Our Departure from the Truth
As a result, not only do standards plummet, but deliberately so. The worse political environment, the better the strategy works, for apathy grows commensurately. And with so many stories flying about, it’s hard for any one scandal to have impact, anyway. There’s never a chance for a shared grasp of reality to become widespread anymore. For anger to take hold and for morality to kick in.
Remember how furious you were about ‘partygate’? Perhaps you still are. Many won’t be, now, not enough to press for change. The moment and the momentum were lost. Other, scandals, focused on Russia, have come along or – should I say – have been more widely reported and believed at last.
There will be pressure to see the results of the Metropolitan Police and Sue Grey inquiries into Johnson’s parties, but it’s unlikely to be enough. The partiers have already won in that, until recently, there would have been multiple, swift resignations. In reality, only Allegra Stratton has resigned. The rest seem to have weathered this storm. Flooding the Zone worked for them on two levels: lowering standards, then letting them get away with it all without loss of power. Loss of popularity appears not to concern them unduly, especially when their newspapers are now back on side.
What can be done, if anything, to restore standards to public life? We have the Nolan Principles of Standards in Public Life, which give some aspirations: selflessness, integrity, objectivity, accountability, openness, honesty and leadership.
The Law Commission wants the Nolan Principles to be given teeth, as compliance with them on a voluntary basis has become almost non-existent.
Yet, the damage to the public occasioned by Bannon’s playbook goes deeper. Bannon’s quote, in an interview with Michael Lewis for Bloomberg, suggests that Flooding the Zone is a tool for ‘handling’ the media, reducing its ability to ever expose the full remit of a government’s wrongdoing.
Whether intentionally or not, it also degrades trust and the very truth itself. People no longer know what to believe, so they choose to believe nothing.
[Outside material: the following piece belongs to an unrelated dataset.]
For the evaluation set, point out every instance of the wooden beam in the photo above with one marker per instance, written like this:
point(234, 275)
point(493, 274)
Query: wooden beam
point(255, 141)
A 2021 study described in the International Journal of Public Opinion Research looked at how exposure to initial falsehoods influenced subsequent belief judgments, and found that exposure to a less plausible statement decreased belief in subsequent statements, whether true or false.
In other words: every lie told – and there have arguably been more lies than truth these past two or three years – means more people who don’t believe anything. Between increased cynicism and a lack of bandwidth, is there any wonder that most people are apathetic?
Don’t get me wrong, Bannon didn’t invent this playbook. But he brought to US and UK politics a deluge of outrage, apathy, and misinformation, clogging up the democratic cogs and turning people to extremism and mass apathy. And now we’re all living in his warped reality.